Сначала она шла медленно, наслаждаясь природой, потом зашагала быстрее, ещё быстрее. Тут она почувствовала что-то странное, непреодолимое. Она побежала, помчалась изо всех сил, не разбирая дороги, вперёд, и по мягкой траве, и по колким камням, как можно быстрее. Ветер трепал ей лицо. Она закричала. Так много слилось в этом крике, что любой, кто услышал его, не смог бы остаться равнодушным. Но его никто не слышал. Никого не было, сколько бы она ни бежала. Она остановилась у маленькой речушки почти уже без сил. Окунулась в ледяную воду, чтобы немного успокоиться, и заплакала. Заплакала так тихо и так горько, как плачут только в самые тоскливые минуты. Она стояла по пояс в ледяной воде и плакала. А речушка журчала, как будто успокаивая её, но понять не могла. Она всё плакала. Когда ей стало так холодно, что невозможно было терпеть, она вышла из воды.
Солнце потихоньку отогревало её замёрзшее тело, которое стало почти невесомым теперь. Она медленно шла, ничего не замечая вокруг, из глаз текли слёзы, совершенно беззвучные слёзы. Когда она совсем обсохла, она вошла в лиственный лес, тихий и тёплый, с нежными трелями птиц. Светлые кроны легко пропускали сквозь себя солнечные лучи. Она шла, почему-то надеясь встретить здесь его. Но никого не было рядом. Она залезла на самое высокое дерево, которое смогла найти — никого не было в округе, по крайней мере она не видела никого. Сердце бешено стучало, гул его отзывался в ушах. И вот она уже вся состоит из одного сердца. Из её груди вырвался сдавленный отчаянный крик. Она сорвалась с дерева и полетела вниз…

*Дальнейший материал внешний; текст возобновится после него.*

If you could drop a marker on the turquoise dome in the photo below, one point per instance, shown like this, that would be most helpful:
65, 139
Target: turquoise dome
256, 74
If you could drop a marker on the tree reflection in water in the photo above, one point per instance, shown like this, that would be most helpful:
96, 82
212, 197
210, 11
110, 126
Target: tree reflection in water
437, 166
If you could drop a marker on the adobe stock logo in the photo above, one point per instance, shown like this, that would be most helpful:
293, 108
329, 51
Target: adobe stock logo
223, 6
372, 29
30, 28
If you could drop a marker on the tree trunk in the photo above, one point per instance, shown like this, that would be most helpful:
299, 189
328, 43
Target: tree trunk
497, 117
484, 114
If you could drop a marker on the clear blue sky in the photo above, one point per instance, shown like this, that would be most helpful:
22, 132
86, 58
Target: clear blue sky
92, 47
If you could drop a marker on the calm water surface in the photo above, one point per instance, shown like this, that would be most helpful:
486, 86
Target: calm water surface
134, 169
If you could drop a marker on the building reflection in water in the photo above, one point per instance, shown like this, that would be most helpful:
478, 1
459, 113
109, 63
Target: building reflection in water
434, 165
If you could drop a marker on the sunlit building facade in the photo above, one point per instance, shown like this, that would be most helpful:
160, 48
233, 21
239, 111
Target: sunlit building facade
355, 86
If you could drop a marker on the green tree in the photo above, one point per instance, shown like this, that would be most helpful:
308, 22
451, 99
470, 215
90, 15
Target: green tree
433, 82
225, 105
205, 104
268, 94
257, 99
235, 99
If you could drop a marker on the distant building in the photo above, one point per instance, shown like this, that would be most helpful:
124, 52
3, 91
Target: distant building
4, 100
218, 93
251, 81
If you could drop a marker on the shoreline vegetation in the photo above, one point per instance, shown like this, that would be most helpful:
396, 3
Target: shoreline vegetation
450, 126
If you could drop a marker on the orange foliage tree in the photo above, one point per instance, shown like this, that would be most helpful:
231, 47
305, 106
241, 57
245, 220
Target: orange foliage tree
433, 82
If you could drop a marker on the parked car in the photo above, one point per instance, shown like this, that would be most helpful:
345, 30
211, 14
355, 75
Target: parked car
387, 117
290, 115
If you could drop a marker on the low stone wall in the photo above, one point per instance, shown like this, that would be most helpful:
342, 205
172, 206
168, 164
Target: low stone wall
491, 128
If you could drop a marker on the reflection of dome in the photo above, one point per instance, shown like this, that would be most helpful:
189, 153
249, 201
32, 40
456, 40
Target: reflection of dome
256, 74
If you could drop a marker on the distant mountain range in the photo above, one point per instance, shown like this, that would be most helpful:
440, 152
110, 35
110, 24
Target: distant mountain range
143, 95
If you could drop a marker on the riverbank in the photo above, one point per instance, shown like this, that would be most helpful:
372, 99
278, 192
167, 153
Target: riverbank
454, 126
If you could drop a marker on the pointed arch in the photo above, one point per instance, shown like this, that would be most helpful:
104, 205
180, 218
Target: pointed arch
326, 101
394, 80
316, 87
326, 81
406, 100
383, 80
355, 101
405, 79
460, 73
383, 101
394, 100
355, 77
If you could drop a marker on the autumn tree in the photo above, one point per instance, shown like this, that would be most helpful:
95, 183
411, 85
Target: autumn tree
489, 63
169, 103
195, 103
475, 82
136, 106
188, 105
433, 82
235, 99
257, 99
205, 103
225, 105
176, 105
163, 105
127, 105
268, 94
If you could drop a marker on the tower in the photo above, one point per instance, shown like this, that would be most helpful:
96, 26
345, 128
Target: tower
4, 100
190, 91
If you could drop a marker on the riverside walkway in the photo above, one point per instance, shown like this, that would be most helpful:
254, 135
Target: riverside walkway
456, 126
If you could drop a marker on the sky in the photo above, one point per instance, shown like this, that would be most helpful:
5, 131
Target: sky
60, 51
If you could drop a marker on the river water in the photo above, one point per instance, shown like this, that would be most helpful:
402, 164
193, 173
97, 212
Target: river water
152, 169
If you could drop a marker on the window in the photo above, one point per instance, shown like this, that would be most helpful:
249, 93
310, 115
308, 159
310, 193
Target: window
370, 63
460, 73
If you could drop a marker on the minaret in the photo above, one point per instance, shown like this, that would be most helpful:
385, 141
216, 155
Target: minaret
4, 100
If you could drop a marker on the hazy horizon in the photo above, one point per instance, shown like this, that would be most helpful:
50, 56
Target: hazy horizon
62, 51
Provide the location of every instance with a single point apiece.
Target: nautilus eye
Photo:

Она оказалась на вершине какой-то скалы. Со всех сторон на неё лилась великолепная музыка. Инструменты как будто соревновались между собой в силе выражения эмоций, в красоте переливов, в неповторимости сочетаний. Эта музыка входила в неё и сливалась с ней, заставляя её медленно двигаться в такт. Музыка стала усиливаться, она стала танцевать вместе с ней. Всё чётче становились движения, все быстрее музыка, с невероятными подъёмами и спадами, с разнообразием ритмики и экспрессии. Она жила этой музыкой, а музыка жила ею. Таким невыразимым горем они сплелись воедино. Казалось, этот неистовый танец последний в её жизни, как и в жизни этой прекрасной музыки. Она танцевала, пока силы не покинули её, тогда она упала на камни.
Она проснулась у себя дома, в своей комнате. За стеной слышался сварливый голос, вызывавший лишь раздражение. Она снова закрыла глаза, отгородившись от этого мира. Снова почувствовала всю боль, что она испытала в коробочке и потом, ведь это не было сном, она знала. Эта нечеловеческая боль и его бархатные глаза… Но глаза эти стали мутнеть, растворяться в прозрачном воздухе. «Нет!!! За что?!» — кричало её сердце. Она не произнесла ни звука, смотрела на тускнеющие глаза и молчала. Вдруг эти глаза выступили с такой реальной отчётливостью, что она широко улыбнулась. Глаза улыбнулись ей и щёлкнули её по носу. Они хотели ей этим сказать, что она слишком мала, чтобы понять их, слишком наивна, это не плохо, но это так. Её сердце разорвалось на маленькие лоскуточки, они рассыпались по полу. Она собрала их, свернула в клубочек и водрузила на место. Комочек немного саднил, она могла даже улыбнуться. Но чёрной коробочки уже не существовало.